Марина невольно рассмеялась.
– Я захвачу самолет и прикажу доставить меня в Гавану.
Теперь засмеялись оба. Они по очереди пили теплую газировку. Затем он прошелся по дому с аэрозольным баллончиком, опрыскивая тараканов. Марина наблюдала за ним из дверей. Тараканов у них было очень много, чрезвычайно много. Она сказала, что дешевым аэрозолем тараканов ни за что не вывести. Прошла за ним в кухню, говоря, что тараканы пьют эти дешевые морилки и плодятся. Он опрыскал плинтусы, тщательно, с точностью, чтобы не пролить ни капли.
Следующим вечером он повел ее во Французский квартал, и домой они ехали на трамвае. Туристы поглядывали на русскоговорящую пару. Новоорлеанская экзотика.
Они занимались любовью на узкой кровати, закрывшись в комнате. Он чувствовал, что ей хочется еще, еще чего-то – еще тела, денег, вещей, развлечений, и он таинственным образом понимал это по ее движениям, в эти живые мгновения.
Ему платили полтора доллара в час за смазку кофейных автоматов. Ремонтник жаловался, что не может прочесть записей Ли в смазочном журнале. Жаловался, что не может найти Ли, что за ним приходится бегать по всему зданию. А Ли выставлял вперед указательный палец, поднимал большой и стоял так мгновение. Затем опускал большой палец и говорил: «Бах!»

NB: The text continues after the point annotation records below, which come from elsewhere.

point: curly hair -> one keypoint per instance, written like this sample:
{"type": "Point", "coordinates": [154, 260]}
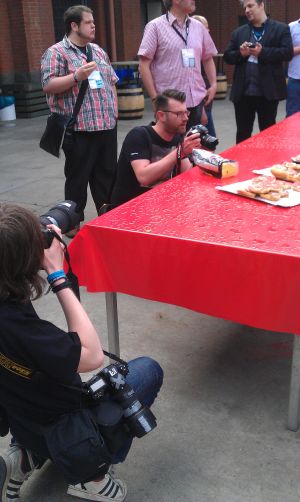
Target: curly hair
{"type": "Point", "coordinates": [21, 254]}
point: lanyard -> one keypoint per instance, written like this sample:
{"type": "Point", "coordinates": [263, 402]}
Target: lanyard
{"type": "Point", "coordinates": [178, 32]}
{"type": "Point", "coordinates": [258, 34]}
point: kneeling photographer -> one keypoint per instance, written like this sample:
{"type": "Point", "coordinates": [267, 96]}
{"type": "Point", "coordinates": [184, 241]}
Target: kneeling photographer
{"type": "Point", "coordinates": [83, 428]}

Главного здания библиотеки на Ли-Сёркл больше не было. Пришлось спрашивать, где теперь новое. Он пошел на север, затем на восток и, отыскав здание, вынул из конверта плакат и развернул его. По углам листа проделаны дырки, в них вдета бечевка. Он повесил плакат на шею, остановился у входа и принялся раздавать памфлеты, которые получил по почте от комитета «Справедливость для Кубы».
Ли надел белую рубашку с коротким рукавом и черный галстук. На плакате он написал карандашом: «Viva Fidel».
Где-то через полторы минуты примчались федералы. К нему неторопливо подошел человек, улыбаясь так, будто встретил друга после долгой разлуки. Его звали агент Бейтман.
– Честное слово. Я не собираюсь вас беспокоить или арестовывать. Давайте где-нибудь сядем и поговорим.
Они направились в жалкого вида забегаловку у автовокзала «Трейлуэйз». Стоял ранний субботний вечер, внутри никого не было. Они сели у стойки, и какое-то время изучали меню на стене. Агент Бейтман, наверное, был моложе, чем показался с первого взгляда, – со своей удлиненной головой и намечающейся лысиной он походил на школьного учителя или преподавателя естественных наук из телесериалов.
Одно у него было хорошо – ботинки, которые сияли на все четыре измерения.
– У нас в местном отделении есть на вас досье. А я – тот, кто им занимается.
– Вы ведете на меня досье?
– Со времен вашего дезертирства. Нам присылают запросы, поскольку вы здесь родились.
– Я люблю высокие потолки в старых домах и виргинские дубы.
– Потому вы и вернулись сюда?
– Со мной уже беседовал агент Фрейтаг.
– То было в Форт-Уорте. А я в Новом Орлеане.
– Россия для меня закончилась. Это было давно. Почему я не могу спокойно жить, чтоб никто ко мне постоянно не лез?